Samuel Beckett a écrit cette pièce en deux actes, en français. Il vécut plus de 50 ans à Paris. Alors que la Seconde Guerre mondiale éclatait, séjournant en Irlande il regagna l’Hexagone préférant « la France en guerre à l’Irlande en paix. » Il sera un résistant très actif. Cette période a indubitablement marqué ses œuvres.

Rire de peur d'en pleurer

« Mais à cet endroit, en ce moment, l’humanité c’est nous… Profitons-en avant qu’il ne soit trop tard. » Dans En attendant Godot, les personnages n’ont d’autres choix que de vivre l’instant présent s’ils veulent continuer à vivre, bien que le désabusement guette… La pièce met en jeu deux vagabonds, Vladimir et Estragon qui attendent un certain Godot sur une route de campagne avec un arbre à la tombée de la nuit.

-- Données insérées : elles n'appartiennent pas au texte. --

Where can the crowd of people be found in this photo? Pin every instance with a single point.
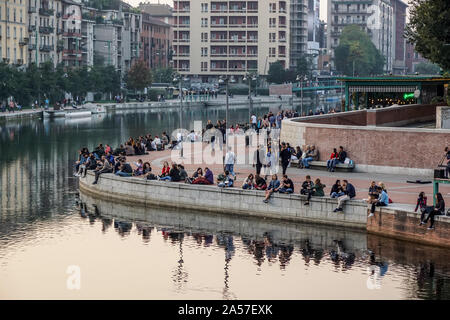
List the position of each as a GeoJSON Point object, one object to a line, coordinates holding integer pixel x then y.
{"type": "Point", "coordinates": [104, 159]}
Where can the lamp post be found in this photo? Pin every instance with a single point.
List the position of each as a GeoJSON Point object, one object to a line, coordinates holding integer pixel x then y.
{"type": "Point", "coordinates": [250, 79]}
{"type": "Point", "coordinates": [301, 79]}
{"type": "Point", "coordinates": [180, 80]}
{"type": "Point", "coordinates": [226, 80]}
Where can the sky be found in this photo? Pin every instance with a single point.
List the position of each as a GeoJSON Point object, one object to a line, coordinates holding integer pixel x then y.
{"type": "Point", "coordinates": [323, 5]}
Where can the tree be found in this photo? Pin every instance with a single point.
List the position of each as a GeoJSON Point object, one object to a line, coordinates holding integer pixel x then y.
{"type": "Point", "coordinates": [429, 30]}
{"type": "Point", "coordinates": [427, 68]}
{"type": "Point", "coordinates": [356, 54]}
{"type": "Point", "coordinates": [139, 76]}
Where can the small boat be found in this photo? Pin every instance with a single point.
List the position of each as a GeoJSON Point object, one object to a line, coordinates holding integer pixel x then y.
{"type": "Point", "coordinates": [95, 108]}
{"type": "Point", "coordinates": [78, 113]}
{"type": "Point", "coordinates": [75, 113]}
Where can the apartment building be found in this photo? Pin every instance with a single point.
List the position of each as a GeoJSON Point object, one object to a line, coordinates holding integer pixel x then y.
{"type": "Point", "coordinates": [44, 28]}
{"type": "Point", "coordinates": [298, 30]}
{"type": "Point", "coordinates": [213, 38]}
{"type": "Point", "coordinates": [13, 31]}
{"type": "Point", "coordinates": [376, 17]}
{"type": "Point", "coordinates": [155, 42]}
{"type": "Point", "coordinates": [117, 36]}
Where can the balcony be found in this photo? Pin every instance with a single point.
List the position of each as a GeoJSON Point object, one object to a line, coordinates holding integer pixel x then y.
{"type": "Point", "coordinates": [23, 42]}
{"type": "Point", "coordinates": [218, 40]}
{"type": "Point", "coordinates": [183, 10]}
{"type": "Point", "coordinates": [46, 12]}
{"type": "Point", "coordinates": [218, 25]}
{"type": "Point", "coordinates": [46, 30]}
{"type": "Point", "coordinates": [73, 33]}
{"type": "Point", "coordinates": [46, 48]}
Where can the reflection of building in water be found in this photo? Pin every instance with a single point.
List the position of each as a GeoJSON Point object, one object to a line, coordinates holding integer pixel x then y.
{"type": "Point", "coordinates": [14, 186]}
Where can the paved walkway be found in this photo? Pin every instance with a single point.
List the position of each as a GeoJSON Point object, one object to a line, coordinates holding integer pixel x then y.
{"type": "Point", "coordinates": [399, 190]}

Les détails sont essentiels, une pièce de Beckett est une partition, les didascalies doivent être respectées scrupuleusement avec ses silences. La musique de l’œuvre prend vie par le respect du rythme que l’auteur a imposé, les mots sont des notes. Les interprètes, dans cette mise en scène, Jean-Claude Bolle-Reddat en tête, font office de diamant sur le vinyle.
Le titre de la pièce dit tout. Peu importe le résultat, seul compte le chemin. Le texte est éminemment philosophique car il plonge dans le vide cyclique de l’existence. Deux hommes attendent, en arrivent deux autres (Pozzo et Lucky) démontrant par leur lien que l’homme peut assujettir son semblable puis ils repartent laissant les deux premiers dans l’attente d’un homme qui ne viendra jamais…Bien que l’optimisme dans ce texte ne soit pas évident a priori, le rire se tapit dans l’ombre prêt à surgir au détour d’une réplique ou d‘une situation.

Florence Barnola

 Cour d'honneur du Château de la Bâtie d’Urfé, jeudi 2, vendredi 3 et samedi 4 juillet.